Shortly afterwards, Russia invaded Crimea and purported to annex it. Ukraine contends that Russia has since interfered militarily and succeeded in destabilising and causing huge destruction across eastern Ukraine. The Supreme Court heard the appeal before Russia’s invasion of Ukraine in February 2022 and has not been asked to consider the invasion or events which have followed.
Ukraine initially made some payments under the notes, but it failed to repay them when they matured on 21 December 2015. The trustee therefore issued proceedings against Ukraine, claiming the sums due to Russia.
Ukraine filed a defence which alleged, among other things, that: Ukraine lacked capacity to enter into the transaction by which the notes were issued as a matter of Ukrainian law; the Ukrainian finance minister lacked authority to enter into the transaction; Ukraine was entitled to avoid the notes because of duress arising from Russia’s unlawful and illegitimate threats and pressure, including restrictive trade measures and threats to Ukraine’s territorial integrity and independence; and Ukraine was entitled to rely on the public international law doctrine of countermeasures to decline to make payment.
A trial judge granted the trustee’s application for summary judgment, deciding in the trustee’s favour without a trial and ordering Ukraine to pay the sums due. On appeal, the Court of Appeal upheld the trial judge’s conclusions on the issues of capacity, authority and countermeasures, but held that the claim could not be decided without a trial because Ukraine had an arguable and justiciable defence of duress.
The Supreme Court today held that the trustee is not entitled to summary judgment. This means that Ukraine will be permitted to defend the claim for the sums due under the notes at trial before the High Court.

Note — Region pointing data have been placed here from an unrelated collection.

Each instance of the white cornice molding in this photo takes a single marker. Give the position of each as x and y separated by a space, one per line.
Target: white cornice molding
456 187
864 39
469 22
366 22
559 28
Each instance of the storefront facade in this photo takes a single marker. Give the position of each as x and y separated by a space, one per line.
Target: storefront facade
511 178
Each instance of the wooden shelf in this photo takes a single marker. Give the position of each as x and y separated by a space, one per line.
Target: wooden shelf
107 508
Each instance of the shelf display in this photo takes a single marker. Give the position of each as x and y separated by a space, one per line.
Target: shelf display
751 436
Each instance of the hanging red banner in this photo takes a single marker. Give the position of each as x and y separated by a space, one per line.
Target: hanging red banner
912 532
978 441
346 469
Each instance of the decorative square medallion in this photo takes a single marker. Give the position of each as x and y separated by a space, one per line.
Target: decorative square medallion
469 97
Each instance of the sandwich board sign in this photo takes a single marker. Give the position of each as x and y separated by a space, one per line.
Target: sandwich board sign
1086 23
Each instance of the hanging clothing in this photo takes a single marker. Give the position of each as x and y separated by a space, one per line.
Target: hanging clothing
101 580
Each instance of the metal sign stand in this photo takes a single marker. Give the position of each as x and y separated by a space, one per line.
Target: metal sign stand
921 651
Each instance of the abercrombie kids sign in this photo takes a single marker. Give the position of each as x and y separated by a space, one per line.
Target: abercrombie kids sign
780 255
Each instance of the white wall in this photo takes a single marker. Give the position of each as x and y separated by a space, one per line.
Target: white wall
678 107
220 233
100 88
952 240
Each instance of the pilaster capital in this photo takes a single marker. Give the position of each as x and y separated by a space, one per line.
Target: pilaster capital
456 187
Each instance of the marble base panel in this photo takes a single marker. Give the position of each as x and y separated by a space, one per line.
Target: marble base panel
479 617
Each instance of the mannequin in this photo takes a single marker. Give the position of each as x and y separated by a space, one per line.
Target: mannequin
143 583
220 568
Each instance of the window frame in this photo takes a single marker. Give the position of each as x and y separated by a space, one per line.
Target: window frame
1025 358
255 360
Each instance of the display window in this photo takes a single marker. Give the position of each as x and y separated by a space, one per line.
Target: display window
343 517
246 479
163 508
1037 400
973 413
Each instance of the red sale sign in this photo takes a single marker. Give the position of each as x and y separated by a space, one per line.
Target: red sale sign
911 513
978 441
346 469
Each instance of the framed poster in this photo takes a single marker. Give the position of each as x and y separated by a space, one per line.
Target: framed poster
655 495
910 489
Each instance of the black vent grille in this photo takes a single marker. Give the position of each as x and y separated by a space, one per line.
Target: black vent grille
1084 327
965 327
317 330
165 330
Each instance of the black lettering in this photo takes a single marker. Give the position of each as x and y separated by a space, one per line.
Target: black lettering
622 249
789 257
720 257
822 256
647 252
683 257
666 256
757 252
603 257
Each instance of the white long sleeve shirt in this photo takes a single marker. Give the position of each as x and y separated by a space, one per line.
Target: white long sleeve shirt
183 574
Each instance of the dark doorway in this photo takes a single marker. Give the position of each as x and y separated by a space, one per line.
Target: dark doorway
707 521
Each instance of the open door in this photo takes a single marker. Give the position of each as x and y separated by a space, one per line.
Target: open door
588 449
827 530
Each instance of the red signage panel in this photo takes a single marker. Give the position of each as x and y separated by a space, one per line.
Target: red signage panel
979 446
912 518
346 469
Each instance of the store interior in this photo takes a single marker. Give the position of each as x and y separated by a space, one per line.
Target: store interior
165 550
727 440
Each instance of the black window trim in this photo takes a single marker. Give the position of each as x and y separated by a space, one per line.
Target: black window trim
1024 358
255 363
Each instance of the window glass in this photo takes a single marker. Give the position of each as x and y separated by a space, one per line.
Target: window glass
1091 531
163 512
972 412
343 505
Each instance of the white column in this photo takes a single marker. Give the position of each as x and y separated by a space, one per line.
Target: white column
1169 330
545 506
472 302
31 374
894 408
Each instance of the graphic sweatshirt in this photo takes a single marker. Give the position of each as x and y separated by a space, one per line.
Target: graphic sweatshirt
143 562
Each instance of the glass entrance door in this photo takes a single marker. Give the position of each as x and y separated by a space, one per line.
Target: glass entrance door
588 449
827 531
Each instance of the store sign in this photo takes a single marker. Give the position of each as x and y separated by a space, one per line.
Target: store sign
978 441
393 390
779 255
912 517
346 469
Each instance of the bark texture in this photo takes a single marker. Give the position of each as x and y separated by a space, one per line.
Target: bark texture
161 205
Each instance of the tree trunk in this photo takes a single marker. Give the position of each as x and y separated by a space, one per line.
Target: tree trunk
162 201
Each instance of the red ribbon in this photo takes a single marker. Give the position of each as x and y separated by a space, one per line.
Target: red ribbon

Lord Reed, Lord Lloyd-Jones and Lord Kitchin gave the majority judgment, with which Lord Hodge agreed. They hold that Ukraine should be permitted to defend the claim on the ground of duress, but only to the extent that it is based on duress of the person or of goods resulting from Russia’s alleged threatened use of force. Ukraine’s defences on the issues of capacity, authority and countermeasures should be struck out.
Lord Carnwath gave a judgment in which he agreed with the majority on the issues of capacity and authority. However, he would have allowed the defence of duress to proceed to trial on a broader basis than the majority. He also considers that the countermeasures defence should be permitted to proceed.